Banderole pro-Poutine au Burkina Faso en janvier 2023.

Banderole pro-Poutine au Burkina Faso en janvier 2023. - Olympia de Maismont

Emmanuel Macron se déplace ce mercredi en Afrique où il se rendra au Gabon, en Angola au Congo et en République démocratique du Congo d'ici dimanche. Tandis que la France cherche à redéfinir son rôle dans un continent qu'elle dit ne plus tenir pour son "pré carré", elle doit faire face à l'influence grandissante de la Russie.

Diminution de la présence militaire française sur place, coopération fondée sur les investissements plutôt que sur les aides, restitution d'œuvres d'art. Tandis qu'Emmanuel Macron démarre ce mercredi une tournée diplomatique qui l'emmènera au Gabon, en Angola, au Congo et en République démocratique du Congo en cinq jours, le président de la République a livré dès lundi sa vision d'un rôle redéfini de la France en Afrique

Avec une logique: le continent n'est pas, ou n'est plus, le "pré carré" de l'ancienne puissance coloniale. Encore faut-il qu'il ne devienne pas celui des Russes. Car depuis le déploiement de la milice Wagner dans les territoires que les Français ont dû quitter, jusqu'à sa diplomatie officielle, en passant par l'organisation de sommets économiques d'un genre nouveau, la Russie a replacé l'Afrique au centre de sa politique étrangère. Jouant à fond la carte de la concurrence avec une France en cours d'évincement.

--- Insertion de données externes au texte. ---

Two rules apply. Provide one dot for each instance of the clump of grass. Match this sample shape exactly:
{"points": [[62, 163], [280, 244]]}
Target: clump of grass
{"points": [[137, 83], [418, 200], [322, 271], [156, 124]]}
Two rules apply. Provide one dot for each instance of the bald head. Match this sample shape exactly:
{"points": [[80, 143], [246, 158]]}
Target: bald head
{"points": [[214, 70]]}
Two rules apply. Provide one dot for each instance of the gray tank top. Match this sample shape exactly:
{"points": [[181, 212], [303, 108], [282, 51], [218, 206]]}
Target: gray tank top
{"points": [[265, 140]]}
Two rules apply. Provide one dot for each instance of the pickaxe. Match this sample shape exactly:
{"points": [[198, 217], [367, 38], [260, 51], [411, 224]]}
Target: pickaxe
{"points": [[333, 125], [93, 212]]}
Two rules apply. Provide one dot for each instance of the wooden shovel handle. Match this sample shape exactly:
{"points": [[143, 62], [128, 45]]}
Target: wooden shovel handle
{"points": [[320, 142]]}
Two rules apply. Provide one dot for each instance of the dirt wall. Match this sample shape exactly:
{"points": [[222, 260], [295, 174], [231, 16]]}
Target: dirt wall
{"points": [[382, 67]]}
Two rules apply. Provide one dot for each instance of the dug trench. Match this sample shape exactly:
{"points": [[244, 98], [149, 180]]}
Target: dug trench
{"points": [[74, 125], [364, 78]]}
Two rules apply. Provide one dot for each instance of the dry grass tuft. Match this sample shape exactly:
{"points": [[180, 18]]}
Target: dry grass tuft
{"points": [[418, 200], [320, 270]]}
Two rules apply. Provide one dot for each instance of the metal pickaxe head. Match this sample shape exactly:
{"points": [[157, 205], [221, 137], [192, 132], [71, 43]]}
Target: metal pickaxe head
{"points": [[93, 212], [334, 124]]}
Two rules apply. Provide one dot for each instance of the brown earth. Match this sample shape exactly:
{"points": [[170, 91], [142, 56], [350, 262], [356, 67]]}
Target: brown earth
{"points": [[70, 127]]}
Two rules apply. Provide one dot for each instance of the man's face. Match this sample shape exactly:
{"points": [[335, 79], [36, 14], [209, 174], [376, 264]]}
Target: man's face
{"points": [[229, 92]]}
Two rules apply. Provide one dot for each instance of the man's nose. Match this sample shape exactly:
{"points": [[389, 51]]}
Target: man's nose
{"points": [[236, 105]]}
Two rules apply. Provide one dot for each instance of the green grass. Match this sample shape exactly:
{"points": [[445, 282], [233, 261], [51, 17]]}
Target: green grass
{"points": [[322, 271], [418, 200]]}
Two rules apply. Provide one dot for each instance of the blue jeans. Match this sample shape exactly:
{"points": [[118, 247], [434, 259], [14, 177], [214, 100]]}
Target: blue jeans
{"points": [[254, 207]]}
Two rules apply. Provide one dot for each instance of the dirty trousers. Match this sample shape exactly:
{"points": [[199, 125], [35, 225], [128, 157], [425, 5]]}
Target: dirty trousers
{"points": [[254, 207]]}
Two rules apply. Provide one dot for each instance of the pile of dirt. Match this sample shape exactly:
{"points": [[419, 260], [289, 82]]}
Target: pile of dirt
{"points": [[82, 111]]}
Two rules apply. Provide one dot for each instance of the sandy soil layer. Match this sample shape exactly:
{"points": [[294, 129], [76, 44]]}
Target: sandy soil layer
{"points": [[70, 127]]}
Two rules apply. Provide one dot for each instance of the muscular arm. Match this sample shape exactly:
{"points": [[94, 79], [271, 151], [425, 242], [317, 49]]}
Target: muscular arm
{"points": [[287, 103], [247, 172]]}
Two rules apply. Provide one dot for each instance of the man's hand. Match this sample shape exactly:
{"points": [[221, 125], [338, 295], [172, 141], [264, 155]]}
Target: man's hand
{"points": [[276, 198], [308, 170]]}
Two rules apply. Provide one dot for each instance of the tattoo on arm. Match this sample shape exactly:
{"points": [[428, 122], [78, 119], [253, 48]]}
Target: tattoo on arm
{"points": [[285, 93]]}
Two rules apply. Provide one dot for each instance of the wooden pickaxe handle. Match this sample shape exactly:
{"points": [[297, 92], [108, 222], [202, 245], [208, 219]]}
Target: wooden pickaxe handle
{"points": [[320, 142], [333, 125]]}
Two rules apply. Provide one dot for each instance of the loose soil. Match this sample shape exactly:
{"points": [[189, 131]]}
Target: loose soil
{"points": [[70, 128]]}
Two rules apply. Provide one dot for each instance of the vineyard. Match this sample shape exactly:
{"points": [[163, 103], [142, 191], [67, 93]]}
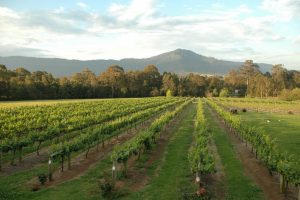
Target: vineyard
{"points": [[150, 148]]}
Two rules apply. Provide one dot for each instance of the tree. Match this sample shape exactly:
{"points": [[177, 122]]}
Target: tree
{"points": [[280, 78], [113, 77], [169, 82], [248, 70], [235, 81], [152, 80]]}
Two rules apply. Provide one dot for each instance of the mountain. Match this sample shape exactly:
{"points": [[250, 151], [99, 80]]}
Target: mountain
{"points": [[178, 61]]}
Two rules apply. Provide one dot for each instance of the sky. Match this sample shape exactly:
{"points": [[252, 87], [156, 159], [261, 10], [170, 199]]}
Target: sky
{"points": [[265, 31]]}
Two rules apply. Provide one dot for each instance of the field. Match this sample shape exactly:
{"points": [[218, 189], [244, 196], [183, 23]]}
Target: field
{"points": [[149, 148]]}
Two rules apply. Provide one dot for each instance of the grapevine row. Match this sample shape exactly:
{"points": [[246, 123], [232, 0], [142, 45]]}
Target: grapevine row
{"points": [[98, 135], [200, 157], [145, 139], [265, 148]]}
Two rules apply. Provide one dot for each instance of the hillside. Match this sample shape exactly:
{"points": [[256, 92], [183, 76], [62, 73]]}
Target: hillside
{"points": [[178, 61]]}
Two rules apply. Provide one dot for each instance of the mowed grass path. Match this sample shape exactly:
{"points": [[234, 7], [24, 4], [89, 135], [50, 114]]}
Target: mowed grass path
{"points": [[84, 187], [283, 128], [237, 185], [173, 172]]}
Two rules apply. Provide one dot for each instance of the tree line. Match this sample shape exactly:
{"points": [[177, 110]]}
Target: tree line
{"points": [[21, 84]]}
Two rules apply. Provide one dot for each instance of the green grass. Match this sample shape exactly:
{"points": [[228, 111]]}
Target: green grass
{"points": [[82, 188], [282, 127], [238, 185], [173, 171]]}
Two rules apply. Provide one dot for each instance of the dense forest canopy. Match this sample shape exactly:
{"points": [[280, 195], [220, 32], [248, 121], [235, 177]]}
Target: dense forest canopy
{"points": [[21, 84]]}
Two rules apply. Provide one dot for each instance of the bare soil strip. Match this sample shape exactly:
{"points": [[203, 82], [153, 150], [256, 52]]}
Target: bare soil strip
{"points": [[253, 167], [137, 178], [81, 164]]}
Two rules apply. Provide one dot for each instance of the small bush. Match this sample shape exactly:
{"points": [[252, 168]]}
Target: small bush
{"points": [[224, 93], [35, 188], [42, 178], [234, 111], [290, 112], [106, 188]]}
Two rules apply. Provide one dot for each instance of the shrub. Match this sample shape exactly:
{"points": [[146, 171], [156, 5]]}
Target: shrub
{"points": [[290, 95], [290, 112], [224, 92], [106, 188], [169, 93], [233, 111], [42, 178]]}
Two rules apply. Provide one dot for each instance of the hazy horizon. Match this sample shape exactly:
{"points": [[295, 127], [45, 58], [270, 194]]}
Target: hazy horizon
{"points": [[265, 31]]}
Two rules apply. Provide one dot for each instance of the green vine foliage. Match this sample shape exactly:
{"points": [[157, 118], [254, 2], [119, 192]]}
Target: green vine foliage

Wagner met en musique la politique africaine du Kremlin

Sylvie Bermann, consultante diplomatie de BFMTV, a vu de près la reconfiguration africaine de l'entreprise internationale du Kremlin. Celle qui fut l'ambassadrice de France en Russie confie à BFMTV.com: "Quand je suis arrivée à Moscou, en 2017, l'intérêt russe pour l'Afrique m'a beaucoup frappée".

Le dispositif russe a une face émergée: le groupe Wagner. Si la guerre en Ukraine, la barbarie de ses unités et les déclarations tempétueuses de son chef Evgueni Prigojine, ont mécaniquement accru l'attention portée à la milice privée, celui-ci s'est implanté en Afrique bien avant ce conflit. Elle s'est d'abord imposée dans le paysage centrafricain, avant de s'exporter au Mali et au Burkina Faso. Là même où les troupes hexagonales ont été contraintes de plier bagages, sur fond d'une hostilité anti-française qui semble faire tache d'huile localement.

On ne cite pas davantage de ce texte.